Figure 1. Hematoxylin and eosin (H/E) staining (x100): Bone marrow examination revealing the hemophagocytic lymphohistiocytosis picture with the macrophages ingesting the host cells (A and B): erythrophagocytosis. The trigger of the HLH is the metastatic carcinoma cells in the bone marrow (C)

This case describes a hemophagocytic lymphohistiocytosis occurring as an unusual initial presentation of gastric adenocarcinoma, with perigastric lymph nodes and exclusive bone marrow metastasis. The disease outcome was quite poor as the patient presented with this excessive immune dysfunction triggered by the adenocarcinoma cells massively infiltrating the bone marrow.

Discussion

HLH is not a malignant disorder. It is a severe inflammatory syndrome associated with a major immune dysfunction defined by the absence of down-regulation of abnormally activated lymphocytes leading to tissue destruction by phagocytosis. The tissue damage will result in further cytokine release that keeps the vicious circle of macrophage activation and paralyzes the cytotoxic T cells and NK cells. There is a high level of interferon gamma (IFN ϒ), tumor necrosis factor alpha (TNF α), soluble receptor of Interleukin (IL) 2 or CD25, IL-6 and IL-10. The pathophysiology is resumed in the Figure 2 [4-6].
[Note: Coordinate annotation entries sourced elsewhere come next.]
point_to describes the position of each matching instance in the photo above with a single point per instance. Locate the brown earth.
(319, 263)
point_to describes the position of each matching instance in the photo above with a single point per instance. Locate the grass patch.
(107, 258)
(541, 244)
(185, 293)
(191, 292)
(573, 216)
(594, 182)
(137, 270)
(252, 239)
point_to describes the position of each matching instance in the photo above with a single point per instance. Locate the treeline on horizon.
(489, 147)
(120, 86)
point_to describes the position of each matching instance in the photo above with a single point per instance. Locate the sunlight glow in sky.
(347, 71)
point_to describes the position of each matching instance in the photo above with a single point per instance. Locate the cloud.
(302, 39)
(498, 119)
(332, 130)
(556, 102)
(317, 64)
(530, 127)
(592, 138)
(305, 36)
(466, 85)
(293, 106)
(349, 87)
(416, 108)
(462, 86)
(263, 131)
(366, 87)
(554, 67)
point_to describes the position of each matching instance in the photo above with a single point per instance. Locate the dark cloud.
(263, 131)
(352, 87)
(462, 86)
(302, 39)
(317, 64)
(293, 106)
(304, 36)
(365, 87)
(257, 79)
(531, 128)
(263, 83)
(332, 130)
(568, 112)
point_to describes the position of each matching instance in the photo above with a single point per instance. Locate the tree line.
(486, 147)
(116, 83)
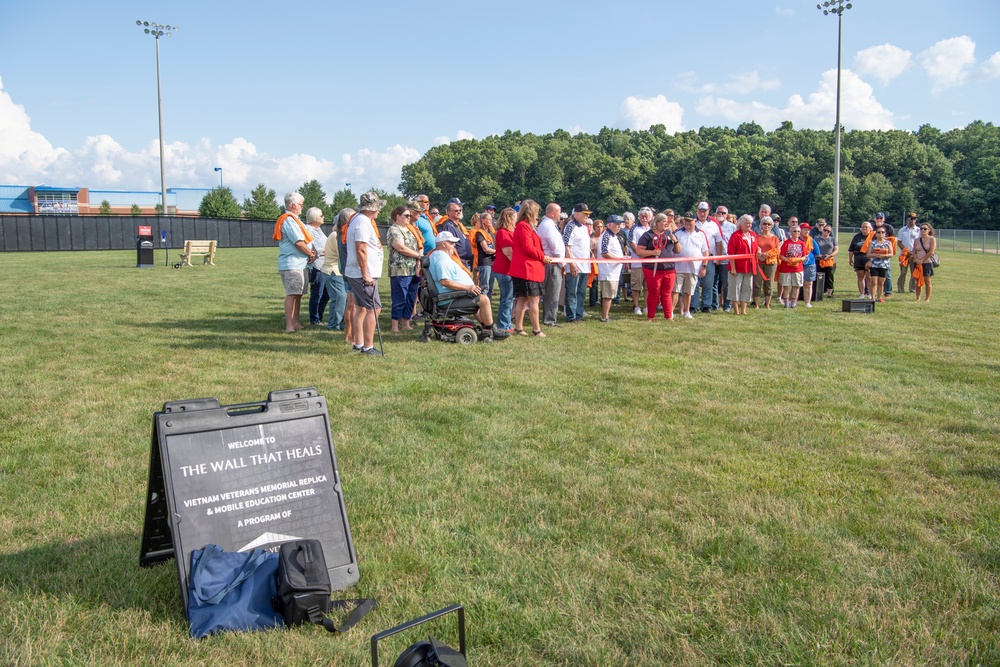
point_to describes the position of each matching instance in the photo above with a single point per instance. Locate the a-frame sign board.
(245, 476)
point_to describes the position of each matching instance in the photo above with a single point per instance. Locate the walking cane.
(377, 327)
Figure 2. Pathophysiology of hemophagocytic lymphohistiocytosis. IL: interleukin; NK: natural killer; TNFα: tumor necrosis factor alpha; IFNϒ: interferon gamma; HLH: hemophagocytic lymphohistiocytosis

Primary HLH is mainly caused by familial disorders and other immunodeficiencies. Controversially, secondary HLH are mainly related to infectious etiologies, malignancies and auto-immune disorders. Approximately 50% of adult HLH are malignancy-associated HLH as shown by a large study including 2,197 adults. Most of the HLH cases were triggered by hematological neoplasms (93.7%) and rarely solid tumors and non-specified neoplasms account for 3.1% and 3.2%, respectively. As seen in the literature, solid malignancies associated with HLH are rare and mainly reported in case series. Solid tumors may play the role of trigger to HLH, such as colon carcinoma, gastric cancer, small cell lung carcinoma and others. They are usually highly aggressive associated with a very poor prognosis [7-9].
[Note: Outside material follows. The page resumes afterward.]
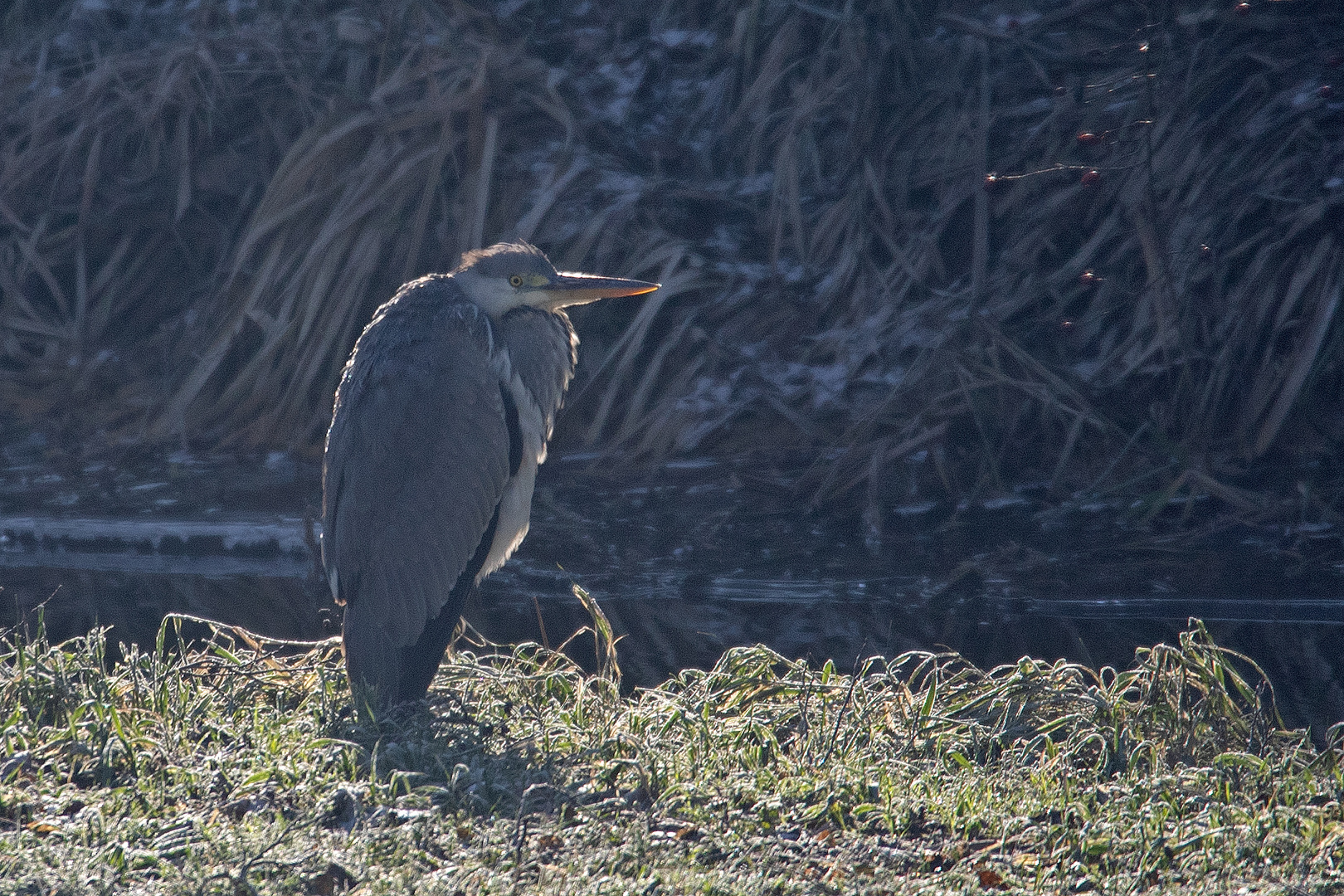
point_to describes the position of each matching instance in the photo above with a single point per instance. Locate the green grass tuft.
(238, 767)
Patients present with an acute onset severe illness mimicking a clinical picture of severe sepsis. They usually suffer from a rapid clinical deterioration. The clinical and biological findings are the following: high grade fever, chills, hepatomegaly, splenomegaly, diffuse lymphadenopathies, pancytopenia (secondary to hemophagocytosis and bone marrow failure due to the macrophages engulfing the three lineages), high ferritin (secondary to liver injury and erythrophagocytosis), hypertriglyceridemia (secondary to inhibition of lipoprotein lipase by IL1 and TNF α), low fibrinogen and disturbed liver function tests. To evaluate the pancytopenia, bone marrow examination is mandatory, not only to exclude lymphoproliferative disorders and leukemia, but also to confirm the infiltration by hemophagocytes that is pathognomonic of HLH. There is an imminent, active phagocytosis of the hematopoietic cells in the bone marrow and a tissue destruction by a similar mechanism in the liver, lymph nodes and the spleen [5,6,10]. So, the diagnosis depends on both clinical and pathological investigations. These define the HLH-2004 criteria, and five of the eight criteria reported in the Figure 3 are required to make the diagnosis of HLH [11].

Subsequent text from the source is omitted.